Blue Flags, Parlour Four and Iron Works

"Blue Flags" :- A cold, wet and overcast day at Newhaven Harbour. Everything had a dank, gloomy feel and look to it. The town itself sits on the mouth of the River Ouse as it enters the English Channel and the port is an important one as this is where the ferry travels to Le Harve and Dieppe in France. Due to the port and harbour Newhaven was at one time a major industrial town but much of that has been in decline over the last few decades.

"Parlour Four" :- I posted a very similar colour image of the same scene back in December 2013 but I find the monochrome version much more striking and powerful.

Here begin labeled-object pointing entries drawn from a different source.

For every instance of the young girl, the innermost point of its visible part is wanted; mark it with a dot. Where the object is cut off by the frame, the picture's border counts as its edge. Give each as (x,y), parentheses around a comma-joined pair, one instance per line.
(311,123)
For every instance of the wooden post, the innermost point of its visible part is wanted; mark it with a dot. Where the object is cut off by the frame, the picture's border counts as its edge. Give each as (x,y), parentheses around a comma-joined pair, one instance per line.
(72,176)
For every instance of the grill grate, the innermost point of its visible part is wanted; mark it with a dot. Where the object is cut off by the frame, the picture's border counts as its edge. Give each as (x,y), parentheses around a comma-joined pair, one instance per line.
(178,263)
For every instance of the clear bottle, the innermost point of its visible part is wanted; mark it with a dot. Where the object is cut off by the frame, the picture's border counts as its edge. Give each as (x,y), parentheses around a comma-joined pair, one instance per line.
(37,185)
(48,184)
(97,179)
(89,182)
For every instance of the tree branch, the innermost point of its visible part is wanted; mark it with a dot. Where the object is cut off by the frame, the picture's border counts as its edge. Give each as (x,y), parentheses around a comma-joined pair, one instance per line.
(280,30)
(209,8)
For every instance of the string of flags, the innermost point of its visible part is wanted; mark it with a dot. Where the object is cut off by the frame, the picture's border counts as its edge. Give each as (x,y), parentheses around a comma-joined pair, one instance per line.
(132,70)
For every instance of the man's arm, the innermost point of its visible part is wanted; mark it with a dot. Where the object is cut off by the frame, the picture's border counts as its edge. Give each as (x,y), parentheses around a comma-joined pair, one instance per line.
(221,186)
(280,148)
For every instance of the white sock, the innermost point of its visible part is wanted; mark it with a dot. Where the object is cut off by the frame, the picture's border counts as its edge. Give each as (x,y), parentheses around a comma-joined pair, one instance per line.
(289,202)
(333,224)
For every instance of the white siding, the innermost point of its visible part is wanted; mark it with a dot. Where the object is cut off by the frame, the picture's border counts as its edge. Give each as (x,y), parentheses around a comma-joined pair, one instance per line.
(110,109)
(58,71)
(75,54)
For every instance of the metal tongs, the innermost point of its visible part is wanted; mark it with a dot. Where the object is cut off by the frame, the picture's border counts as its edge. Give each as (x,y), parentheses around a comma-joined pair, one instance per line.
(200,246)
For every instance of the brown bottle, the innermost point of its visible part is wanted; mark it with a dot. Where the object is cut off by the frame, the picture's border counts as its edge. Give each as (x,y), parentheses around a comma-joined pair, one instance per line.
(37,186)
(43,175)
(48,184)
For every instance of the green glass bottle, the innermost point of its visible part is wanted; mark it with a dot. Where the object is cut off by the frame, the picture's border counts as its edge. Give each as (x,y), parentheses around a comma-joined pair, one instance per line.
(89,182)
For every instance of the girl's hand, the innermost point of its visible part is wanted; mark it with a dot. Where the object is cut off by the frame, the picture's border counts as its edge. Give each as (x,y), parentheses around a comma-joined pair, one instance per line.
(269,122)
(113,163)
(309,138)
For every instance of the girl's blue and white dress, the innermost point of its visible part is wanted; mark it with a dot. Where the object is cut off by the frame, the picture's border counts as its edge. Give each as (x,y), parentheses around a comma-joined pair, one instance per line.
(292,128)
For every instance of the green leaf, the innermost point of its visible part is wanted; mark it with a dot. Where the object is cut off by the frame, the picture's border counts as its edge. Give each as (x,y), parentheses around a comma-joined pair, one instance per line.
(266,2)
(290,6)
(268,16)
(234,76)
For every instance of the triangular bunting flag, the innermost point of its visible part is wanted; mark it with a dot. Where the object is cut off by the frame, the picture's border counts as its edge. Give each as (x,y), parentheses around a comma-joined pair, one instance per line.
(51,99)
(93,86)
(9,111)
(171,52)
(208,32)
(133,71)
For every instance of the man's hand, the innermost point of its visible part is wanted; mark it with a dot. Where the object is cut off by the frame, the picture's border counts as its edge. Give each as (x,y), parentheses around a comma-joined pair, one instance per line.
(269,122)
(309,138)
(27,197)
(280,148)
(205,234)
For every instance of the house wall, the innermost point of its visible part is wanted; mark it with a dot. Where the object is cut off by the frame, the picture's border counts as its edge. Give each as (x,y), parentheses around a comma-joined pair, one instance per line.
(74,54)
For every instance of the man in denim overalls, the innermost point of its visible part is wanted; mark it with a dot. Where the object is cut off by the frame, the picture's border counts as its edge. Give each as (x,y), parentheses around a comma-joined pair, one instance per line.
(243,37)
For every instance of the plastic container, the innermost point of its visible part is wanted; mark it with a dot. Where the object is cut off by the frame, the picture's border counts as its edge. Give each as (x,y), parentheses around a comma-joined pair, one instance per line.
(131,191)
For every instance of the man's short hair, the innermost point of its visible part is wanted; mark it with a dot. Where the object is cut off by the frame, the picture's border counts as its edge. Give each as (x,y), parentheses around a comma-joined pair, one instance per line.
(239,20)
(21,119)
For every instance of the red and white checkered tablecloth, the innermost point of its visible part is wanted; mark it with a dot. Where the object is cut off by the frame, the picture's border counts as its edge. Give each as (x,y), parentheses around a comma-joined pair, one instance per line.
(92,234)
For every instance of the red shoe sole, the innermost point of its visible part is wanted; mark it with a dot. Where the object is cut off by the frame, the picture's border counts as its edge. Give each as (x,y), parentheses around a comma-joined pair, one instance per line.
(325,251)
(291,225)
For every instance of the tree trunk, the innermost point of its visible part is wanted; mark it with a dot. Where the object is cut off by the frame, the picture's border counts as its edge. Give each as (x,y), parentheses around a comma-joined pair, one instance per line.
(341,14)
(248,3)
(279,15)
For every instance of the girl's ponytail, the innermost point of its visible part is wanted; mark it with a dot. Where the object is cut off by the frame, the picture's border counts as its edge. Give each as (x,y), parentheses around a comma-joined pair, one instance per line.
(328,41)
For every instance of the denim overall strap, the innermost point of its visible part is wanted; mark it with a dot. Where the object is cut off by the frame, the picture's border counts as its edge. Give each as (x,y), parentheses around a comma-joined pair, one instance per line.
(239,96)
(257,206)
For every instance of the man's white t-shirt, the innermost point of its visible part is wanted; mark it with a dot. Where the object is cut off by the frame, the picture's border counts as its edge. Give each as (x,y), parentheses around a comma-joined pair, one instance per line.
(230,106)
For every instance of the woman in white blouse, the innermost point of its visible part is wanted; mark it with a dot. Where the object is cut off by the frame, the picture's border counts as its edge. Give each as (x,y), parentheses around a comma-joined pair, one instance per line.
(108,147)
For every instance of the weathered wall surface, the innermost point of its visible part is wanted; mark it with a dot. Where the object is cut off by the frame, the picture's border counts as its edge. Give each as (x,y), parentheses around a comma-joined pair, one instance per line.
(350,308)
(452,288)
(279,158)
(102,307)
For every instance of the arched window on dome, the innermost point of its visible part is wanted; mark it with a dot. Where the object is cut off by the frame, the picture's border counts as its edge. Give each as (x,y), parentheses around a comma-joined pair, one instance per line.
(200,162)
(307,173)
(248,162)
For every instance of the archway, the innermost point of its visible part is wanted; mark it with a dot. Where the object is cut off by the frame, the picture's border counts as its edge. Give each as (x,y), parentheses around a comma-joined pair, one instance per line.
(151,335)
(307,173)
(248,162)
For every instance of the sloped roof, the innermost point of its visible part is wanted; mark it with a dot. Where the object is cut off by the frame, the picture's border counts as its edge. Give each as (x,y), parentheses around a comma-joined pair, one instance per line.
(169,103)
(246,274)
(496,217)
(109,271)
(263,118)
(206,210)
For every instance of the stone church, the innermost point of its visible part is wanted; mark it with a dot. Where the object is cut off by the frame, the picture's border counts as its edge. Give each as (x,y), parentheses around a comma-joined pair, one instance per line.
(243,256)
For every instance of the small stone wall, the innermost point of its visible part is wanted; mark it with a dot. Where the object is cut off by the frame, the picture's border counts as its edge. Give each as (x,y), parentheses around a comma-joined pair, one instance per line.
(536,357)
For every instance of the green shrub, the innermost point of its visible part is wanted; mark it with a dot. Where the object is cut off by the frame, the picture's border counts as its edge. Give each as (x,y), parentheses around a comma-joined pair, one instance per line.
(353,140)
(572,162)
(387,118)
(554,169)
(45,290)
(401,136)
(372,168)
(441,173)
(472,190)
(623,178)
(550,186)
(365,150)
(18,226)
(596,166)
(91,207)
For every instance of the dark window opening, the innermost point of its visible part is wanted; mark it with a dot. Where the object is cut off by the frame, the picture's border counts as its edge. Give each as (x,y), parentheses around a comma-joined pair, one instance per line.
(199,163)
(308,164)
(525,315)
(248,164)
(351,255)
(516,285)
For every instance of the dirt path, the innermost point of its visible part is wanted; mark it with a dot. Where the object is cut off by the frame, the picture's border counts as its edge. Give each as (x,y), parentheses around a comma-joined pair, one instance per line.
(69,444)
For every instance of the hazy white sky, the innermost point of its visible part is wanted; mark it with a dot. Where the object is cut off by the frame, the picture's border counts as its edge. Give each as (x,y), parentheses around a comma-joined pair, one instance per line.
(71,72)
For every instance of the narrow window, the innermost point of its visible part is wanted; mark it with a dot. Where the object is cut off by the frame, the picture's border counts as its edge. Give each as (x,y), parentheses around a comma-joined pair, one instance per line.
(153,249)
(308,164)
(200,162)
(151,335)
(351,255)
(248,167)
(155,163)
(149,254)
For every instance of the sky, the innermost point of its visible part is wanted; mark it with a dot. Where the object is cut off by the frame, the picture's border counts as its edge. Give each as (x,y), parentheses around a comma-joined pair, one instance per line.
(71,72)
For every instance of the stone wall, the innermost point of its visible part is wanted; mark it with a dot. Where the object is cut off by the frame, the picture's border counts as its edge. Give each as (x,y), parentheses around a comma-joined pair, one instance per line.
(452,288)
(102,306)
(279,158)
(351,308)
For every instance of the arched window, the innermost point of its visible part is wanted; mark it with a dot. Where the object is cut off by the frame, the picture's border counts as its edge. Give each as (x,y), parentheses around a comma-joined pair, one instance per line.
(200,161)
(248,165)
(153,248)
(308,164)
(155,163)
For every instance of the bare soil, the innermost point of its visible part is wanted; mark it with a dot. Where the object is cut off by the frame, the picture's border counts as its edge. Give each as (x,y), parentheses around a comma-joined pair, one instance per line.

Four student buskers were playing Christmas carols on their brass instruments directly outside the Theatre Royal in New Road, Brighton, England. Once in a while someone would scurry and hurry by, paying them little or no attention as the rain fell down. The entire scene had a very Dickensian feel about it.

"Iron Works" :- This image is a section of the famous Victorian Bandstand (known as "The Birdcage") that stands on Brighton seafront on the south coast of England. It clearly shows the ornate craftsmanship that the Victorian's employed in their iron work and constructions. The cast iron structure was designed by a Brighton Borough Surveyor named Phillip Lockwood and was built in 1884. It is a Grade II Listed Building and now regarded as one of the best examples of a Victorian bandstand in the country. Surprisingly enough the iron work itself was manufactured by Walter Macfarlane & Co. of Saracen Foundry in Glasgow, Scotland which is (approx) 378 miles or 608.33 km north of Brighton.